Has obscenity censorship begun to go to far?

Benjamin Wong


    At this point, the cat is out of the bag. Living beings reproduce through the act of sexual reproduction. So why can’t we refer to it simply as the word ‘sex?’

    In November, Lady GaGa released a song on her ARTPOP album called “Sexxx Dreams” and subsequently rereleased the song on her clean version of ARTPOP (named Artpop) as “X Dreams.” You would imagine that the song would be changed dramatically, especially considering the fact that the original “Sexxx Dreams” is exactly what is says on the tin —  filled with filthy, hot, and naughty references to the deed.

    You would be wrong. Instead, the song keeps all of the original references only blurring out here and there. For obvious reasons, ‘sex’ is blurred out. In the phrase “touch myself and think of you,” ‘touch’ is blurred out, but the phrase “Making love” remains the same. The irregularities of sex euphemism censorship brings up the question: “Why bother?”

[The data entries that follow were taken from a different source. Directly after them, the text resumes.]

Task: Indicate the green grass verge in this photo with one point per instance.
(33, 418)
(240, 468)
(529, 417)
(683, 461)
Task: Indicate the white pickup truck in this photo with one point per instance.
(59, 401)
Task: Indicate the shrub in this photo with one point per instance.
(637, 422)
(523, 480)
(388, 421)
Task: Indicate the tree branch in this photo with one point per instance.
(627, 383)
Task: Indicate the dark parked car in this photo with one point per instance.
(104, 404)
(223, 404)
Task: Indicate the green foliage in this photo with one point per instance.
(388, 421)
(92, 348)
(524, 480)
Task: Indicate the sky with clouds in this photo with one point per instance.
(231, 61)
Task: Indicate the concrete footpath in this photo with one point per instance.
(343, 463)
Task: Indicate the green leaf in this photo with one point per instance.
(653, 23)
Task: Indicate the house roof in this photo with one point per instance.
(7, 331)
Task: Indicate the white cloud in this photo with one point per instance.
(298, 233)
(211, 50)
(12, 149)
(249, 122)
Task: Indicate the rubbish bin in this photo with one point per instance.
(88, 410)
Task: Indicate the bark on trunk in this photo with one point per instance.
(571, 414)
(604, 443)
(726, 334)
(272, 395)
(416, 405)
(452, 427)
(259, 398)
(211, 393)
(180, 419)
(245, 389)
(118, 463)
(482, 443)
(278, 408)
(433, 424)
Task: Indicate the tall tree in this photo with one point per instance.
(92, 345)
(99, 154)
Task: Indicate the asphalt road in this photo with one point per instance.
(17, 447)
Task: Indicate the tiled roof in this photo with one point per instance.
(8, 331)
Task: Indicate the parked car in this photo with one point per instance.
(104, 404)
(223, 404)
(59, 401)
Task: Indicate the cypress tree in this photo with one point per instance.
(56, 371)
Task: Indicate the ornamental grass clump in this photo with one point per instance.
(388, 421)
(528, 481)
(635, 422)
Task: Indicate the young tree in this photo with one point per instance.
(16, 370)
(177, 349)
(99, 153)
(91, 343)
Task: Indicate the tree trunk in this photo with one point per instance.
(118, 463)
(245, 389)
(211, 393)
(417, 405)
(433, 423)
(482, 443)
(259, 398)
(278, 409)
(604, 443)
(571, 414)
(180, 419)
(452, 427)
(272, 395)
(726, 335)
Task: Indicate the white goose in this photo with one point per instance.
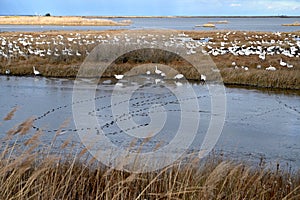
(282, 63)
(157, 71)
(119, 76)
(178, 76)
(36, 72)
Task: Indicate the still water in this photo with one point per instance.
(258, 123)
(241, 24)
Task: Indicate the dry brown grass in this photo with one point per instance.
(55, 20)
(28, 171)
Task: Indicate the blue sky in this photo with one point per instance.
(150, 7)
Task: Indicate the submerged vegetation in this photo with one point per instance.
(31, 169)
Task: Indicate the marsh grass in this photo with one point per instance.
(68, 66)
(59, 20)
(29, 170)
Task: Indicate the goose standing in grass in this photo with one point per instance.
(178, 76)
(36, 72)
(202, 78)
(119, 76)
(271, 68)
(157, 71)
(282, 63)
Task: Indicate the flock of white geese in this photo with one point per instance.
(24, 45)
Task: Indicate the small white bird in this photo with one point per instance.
(120, 76)
(157, 71)
(157, 80)
(36, 72)
(178, 76)
(178, 84)
(282, 63)
(202, 77)
(271, 68)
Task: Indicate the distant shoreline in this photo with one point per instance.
(175, 16)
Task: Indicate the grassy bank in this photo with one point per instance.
(30, 170)
(58, 21)
(60, 54)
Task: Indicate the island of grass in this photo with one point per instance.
(260, 59)
(60, 21)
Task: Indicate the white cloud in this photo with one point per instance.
(235, 5)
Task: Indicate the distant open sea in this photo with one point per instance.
(239, 24)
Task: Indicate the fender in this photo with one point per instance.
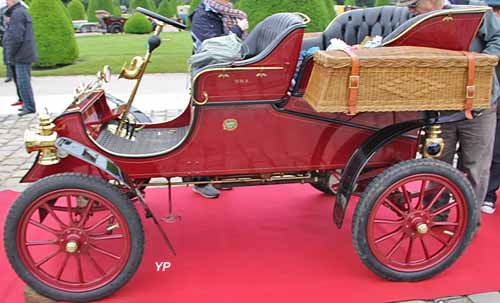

     What is the point of censoring the word ‘sex?’ It only adds shame to the act itself — which is unreasonable, considering the fact that sex is a necessary part of human life. Not to mention the fact that without it, nobody would exist.

     Perhaps the word is censored because a group of people feel uncomfortable with dealing with curious children inquiring to the meaning of the word. Perhaps they fear what would happen if sex was not shameful; what would happen if it was accepted as natural and good.

     My implication is NOT that the world should view sex as public and inconsequential; in fact, to the contrary, I believe that sex is private and consequential, but unimportant to those not involved. The sex you may or may not be having is limited to you and the sex partners you may or may not have. However, sticking our heads in the sand and pretending it does not happen or does not exist is not behaving maturely.